The considered costs for each matched pair were defined as follows. For the year of enrolment, we assumed that, on account of propensity score matching, the expected health expenditures prior to enrolment did not differ systematically between the participant and the control subject. Thus, the costs for the whole calendar year were considered for each partner. In the case of censoring as a result of cancelling the SBK health insurance, which could occur on any day within the calendar year, the total costs of the particular calendar year were considered for the subject who (first) cancelled their SBK health insurance. For the matched partner however, costs were only accounted proportional to the time considered for the evaluation. When a subject died, the total reported costs of the follow-up period for both partners were considered. In cases of non-fatal events all subsequent costs for both matching partners were considered.

All costs were inflated to the year 2010 based on inflation rates provided by the German Federal Statistical Office [5]. Costs and effects were also discounted by using an annual discount rate of 5% [13]. Furthermore, costs were stratified into the following categories: hospital costs, pharmaceutical costs, physician costs and other costs. The category ‘other costs’ included, for example, physiotherapy, laboratory resources, the costs of additional services such as acupuncture and the cost of sickness benefits.

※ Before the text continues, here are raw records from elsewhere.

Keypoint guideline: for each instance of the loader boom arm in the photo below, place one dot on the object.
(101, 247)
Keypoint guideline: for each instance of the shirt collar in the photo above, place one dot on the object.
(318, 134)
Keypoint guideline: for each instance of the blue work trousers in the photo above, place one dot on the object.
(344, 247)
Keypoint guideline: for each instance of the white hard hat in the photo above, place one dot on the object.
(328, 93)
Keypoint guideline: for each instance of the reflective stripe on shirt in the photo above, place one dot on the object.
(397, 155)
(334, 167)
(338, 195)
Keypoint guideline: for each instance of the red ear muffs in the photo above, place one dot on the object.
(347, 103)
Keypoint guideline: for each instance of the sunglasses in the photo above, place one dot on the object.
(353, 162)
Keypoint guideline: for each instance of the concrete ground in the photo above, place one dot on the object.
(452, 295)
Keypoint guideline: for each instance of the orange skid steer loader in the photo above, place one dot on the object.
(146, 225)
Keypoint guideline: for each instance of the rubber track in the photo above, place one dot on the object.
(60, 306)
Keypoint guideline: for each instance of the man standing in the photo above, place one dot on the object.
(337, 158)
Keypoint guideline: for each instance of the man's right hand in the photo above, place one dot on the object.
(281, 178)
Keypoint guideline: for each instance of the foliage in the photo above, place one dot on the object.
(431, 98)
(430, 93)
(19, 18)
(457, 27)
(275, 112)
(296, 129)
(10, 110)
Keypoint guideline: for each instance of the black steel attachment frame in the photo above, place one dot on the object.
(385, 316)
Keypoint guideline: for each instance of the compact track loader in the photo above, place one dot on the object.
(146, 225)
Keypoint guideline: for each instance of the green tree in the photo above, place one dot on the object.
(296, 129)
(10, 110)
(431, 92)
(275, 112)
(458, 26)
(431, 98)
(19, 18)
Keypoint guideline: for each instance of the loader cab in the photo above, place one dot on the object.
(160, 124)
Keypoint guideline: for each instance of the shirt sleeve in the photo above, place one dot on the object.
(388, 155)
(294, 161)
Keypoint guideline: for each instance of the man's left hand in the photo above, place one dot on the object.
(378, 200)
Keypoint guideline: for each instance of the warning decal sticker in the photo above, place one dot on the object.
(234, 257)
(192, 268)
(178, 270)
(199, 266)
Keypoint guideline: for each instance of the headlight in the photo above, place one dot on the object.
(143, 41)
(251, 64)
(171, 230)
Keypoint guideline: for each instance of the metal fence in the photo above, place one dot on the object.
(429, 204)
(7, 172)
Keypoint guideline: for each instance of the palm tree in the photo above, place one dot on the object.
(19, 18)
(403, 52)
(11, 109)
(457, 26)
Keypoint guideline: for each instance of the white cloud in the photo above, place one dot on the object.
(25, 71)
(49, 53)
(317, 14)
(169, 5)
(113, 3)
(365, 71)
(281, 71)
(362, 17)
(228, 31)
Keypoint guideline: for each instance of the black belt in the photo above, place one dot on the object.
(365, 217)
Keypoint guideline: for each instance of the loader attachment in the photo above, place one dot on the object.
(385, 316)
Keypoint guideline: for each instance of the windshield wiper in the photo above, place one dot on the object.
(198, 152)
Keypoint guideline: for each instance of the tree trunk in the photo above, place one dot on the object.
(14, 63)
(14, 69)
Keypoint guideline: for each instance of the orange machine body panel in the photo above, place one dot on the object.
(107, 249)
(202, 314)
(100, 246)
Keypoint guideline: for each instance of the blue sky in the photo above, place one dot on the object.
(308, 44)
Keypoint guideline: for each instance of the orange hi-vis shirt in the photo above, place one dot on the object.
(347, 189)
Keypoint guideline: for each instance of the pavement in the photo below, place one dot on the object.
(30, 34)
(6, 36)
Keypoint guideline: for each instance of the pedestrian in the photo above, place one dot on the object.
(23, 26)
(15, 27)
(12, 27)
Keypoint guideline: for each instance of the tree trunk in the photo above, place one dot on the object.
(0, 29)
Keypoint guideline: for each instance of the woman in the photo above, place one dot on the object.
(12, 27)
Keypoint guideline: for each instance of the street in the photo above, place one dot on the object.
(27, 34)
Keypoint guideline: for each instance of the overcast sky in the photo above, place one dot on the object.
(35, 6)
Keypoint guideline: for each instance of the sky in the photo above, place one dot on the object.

We assessed the cost-effectiveness of KardioPro from the statutory health insurance (SHI) perspective. The incremental cost-effectiveness ratio (ICER = (cost of intervention–cost of control)/(effect of intervention–effect of control)) was determined for KardioPro as a whole and for the individual risk groups. To illustrate which strategies are efficient, if KardioPro were to be offered to selected risk groups, we also considered combined strategies, i.e. offering KardioPro to more than one risk group simultaneously. This resulted in eight strategies overall (these are explicitly listed in Table 1). These combined strategies were graphically represented via an efficiency frontier [14, 15].

Based on the number of days until death, a secondary health outcome analysis was conducted. The discount rate has been varied (at 0%, 3% and 10%) via deterministic sensitivity analysis [13]. Finally, to derive standard errors, we performed a bootstrapping approach for all the strategies by drawing 10,000 samples with replacement and calculating the ICER for each sample.

Statistical analysis was performed with the software package SAS, version 9.2.

The aim of this study was to evaluate the real-world health care programme KardioPro. The intervention KardioPro was offered to all persons insured by SBK as part of the health care basket provided by a German statutory health insurer, and is covered by the German Social Code §§97, 80 SGB X and §§67, 43 SGB V. KardioPro did not introduce new treatment methods, but worked by strengthening guideline-specific treatment. This type of support falls within the common responsibilities of a statutory health insurance company. Only subjects who gave written consent to participation were included in KardioPro. Evaluation of KardioPro was authorised by SBK, designed retrospectively and commissioned to an independent research group. The evaluation was based on anonymised, patient-specific routine data from SBK and was approved by the SBK data protection officer.